The Sign of the Rampant Hewitt: is it a patent?

The IPKat's friend Craig Smith (a Senior Associate with Freehills, Australia) has written to the IPKat as follows:

"I’m not sure whether you are still maintaining the rage on misreporting of IP matters in the media, but I couldn’t resist sharing a recent news story from one of Australia’s main broadsheets. The journalist is reporting on Lleyton Hewitt applying for an Australian trade mark registration for a logo that is based on his somewhat annoying self-congratulatory antics on the tennis court (it’s number 1212274, accessible here after clicking ‘enter as guest’ and then putting the number into the last search field) [the IPKat tried this and couldn't gain access, but the picture, above right, lets you see what the original gesture's like]. From his long list of goods he’s even apparently intending to use it for selling lingerie!.

The journalist manages, in the one article, to describe the gesture as being protected as a trade mark, by copyright, and by a patent, in addition to Lleyton Hewitt having “effectively copyrighted his family by selling exclusive rights to his 2005 wedding and the subsequent safe delivery of baby Mia to Woman's Day” (story here). Not a bad effort (although she failed to include any reference to registered design protection)".

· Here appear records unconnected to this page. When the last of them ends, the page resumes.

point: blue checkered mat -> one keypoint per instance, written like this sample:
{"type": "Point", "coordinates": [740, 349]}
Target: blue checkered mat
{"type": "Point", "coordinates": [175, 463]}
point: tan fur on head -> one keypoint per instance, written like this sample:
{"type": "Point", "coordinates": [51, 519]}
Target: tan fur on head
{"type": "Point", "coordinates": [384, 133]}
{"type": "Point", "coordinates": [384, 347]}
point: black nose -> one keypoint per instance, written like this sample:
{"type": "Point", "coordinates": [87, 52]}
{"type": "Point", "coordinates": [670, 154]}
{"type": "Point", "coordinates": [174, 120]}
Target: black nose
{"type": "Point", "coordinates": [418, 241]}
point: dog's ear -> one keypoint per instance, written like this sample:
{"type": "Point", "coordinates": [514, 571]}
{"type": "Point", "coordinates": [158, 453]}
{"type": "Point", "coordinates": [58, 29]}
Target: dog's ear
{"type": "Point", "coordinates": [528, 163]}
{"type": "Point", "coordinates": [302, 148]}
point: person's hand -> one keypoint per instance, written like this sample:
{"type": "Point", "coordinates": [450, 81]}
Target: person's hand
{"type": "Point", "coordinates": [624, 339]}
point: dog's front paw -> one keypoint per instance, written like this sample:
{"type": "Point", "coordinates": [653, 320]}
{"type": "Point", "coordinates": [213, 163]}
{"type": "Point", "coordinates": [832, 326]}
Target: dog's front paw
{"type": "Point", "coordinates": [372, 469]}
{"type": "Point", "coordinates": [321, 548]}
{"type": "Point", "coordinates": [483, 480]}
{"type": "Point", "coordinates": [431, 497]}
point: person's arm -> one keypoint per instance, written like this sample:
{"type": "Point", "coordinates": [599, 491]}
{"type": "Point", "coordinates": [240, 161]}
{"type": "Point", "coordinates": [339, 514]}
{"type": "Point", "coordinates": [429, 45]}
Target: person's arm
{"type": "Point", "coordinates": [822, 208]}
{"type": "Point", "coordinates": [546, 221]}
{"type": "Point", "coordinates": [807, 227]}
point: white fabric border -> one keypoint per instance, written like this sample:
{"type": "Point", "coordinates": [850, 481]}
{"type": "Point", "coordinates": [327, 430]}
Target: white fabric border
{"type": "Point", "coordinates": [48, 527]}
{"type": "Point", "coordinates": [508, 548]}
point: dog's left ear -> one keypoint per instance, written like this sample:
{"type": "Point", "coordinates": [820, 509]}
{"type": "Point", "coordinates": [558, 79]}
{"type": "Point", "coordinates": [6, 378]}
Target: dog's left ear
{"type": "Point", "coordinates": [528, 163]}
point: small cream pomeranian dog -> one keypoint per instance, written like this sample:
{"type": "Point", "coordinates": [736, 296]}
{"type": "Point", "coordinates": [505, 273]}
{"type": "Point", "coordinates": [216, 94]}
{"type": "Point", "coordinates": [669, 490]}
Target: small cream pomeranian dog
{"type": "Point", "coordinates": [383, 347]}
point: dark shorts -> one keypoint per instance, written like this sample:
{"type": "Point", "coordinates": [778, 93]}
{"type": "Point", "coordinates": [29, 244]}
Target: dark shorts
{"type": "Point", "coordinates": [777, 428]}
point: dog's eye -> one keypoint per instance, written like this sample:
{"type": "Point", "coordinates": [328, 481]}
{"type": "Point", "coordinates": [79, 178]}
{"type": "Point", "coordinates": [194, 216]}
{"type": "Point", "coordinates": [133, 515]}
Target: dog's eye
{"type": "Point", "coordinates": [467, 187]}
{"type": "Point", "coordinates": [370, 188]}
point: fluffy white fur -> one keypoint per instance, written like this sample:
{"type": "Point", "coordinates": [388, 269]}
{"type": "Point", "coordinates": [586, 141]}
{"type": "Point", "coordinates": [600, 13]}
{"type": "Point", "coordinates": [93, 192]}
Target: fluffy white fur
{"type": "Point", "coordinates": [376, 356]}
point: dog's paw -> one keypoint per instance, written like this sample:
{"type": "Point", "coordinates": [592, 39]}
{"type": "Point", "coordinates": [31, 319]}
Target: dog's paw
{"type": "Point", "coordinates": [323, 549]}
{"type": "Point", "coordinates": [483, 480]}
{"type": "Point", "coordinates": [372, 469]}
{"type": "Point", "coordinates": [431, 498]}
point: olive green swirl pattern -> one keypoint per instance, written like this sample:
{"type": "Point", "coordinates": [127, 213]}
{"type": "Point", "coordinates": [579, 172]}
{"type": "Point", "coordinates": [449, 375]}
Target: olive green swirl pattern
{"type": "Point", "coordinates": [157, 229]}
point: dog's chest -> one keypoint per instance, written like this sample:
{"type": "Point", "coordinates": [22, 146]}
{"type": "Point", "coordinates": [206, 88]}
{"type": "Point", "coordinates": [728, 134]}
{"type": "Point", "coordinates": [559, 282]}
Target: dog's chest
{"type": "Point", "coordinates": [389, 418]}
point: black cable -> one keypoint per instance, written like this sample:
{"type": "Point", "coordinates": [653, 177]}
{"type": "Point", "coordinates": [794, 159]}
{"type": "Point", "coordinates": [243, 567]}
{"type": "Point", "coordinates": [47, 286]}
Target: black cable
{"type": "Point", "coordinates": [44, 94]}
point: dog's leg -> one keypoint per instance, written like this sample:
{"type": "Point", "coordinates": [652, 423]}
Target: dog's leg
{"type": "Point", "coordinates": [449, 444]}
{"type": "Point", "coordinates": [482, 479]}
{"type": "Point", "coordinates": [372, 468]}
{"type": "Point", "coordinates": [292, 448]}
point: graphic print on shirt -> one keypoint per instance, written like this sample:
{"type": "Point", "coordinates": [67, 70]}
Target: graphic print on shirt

The IPKat remains perpetually dismayed at the level of ignorance displayed by journalists, but something he finds almost as annoying is the superfluous "L" at the beginning of the forename "Lleyton". Can anyone explain it? Merpel asks, surely the performance of the gesture by another tennis player, or indeed anyone else, doesn't fall within the definition of an infringing act in relation to the logo itself?

He missed out: the famous gesture that Winston Churchill forgot to register as a trade mark.

STOP PRESS: the IPKat thanks all of you who have written in with copies of the logo itself. Craig actually supplied a sample with his original letter but the Kat was having a fumbly sort of day with his computer and couldn't quite find a way of copying the image to his hard disk so that he could load it up for the blog. For the record, it's reproduced here on the right.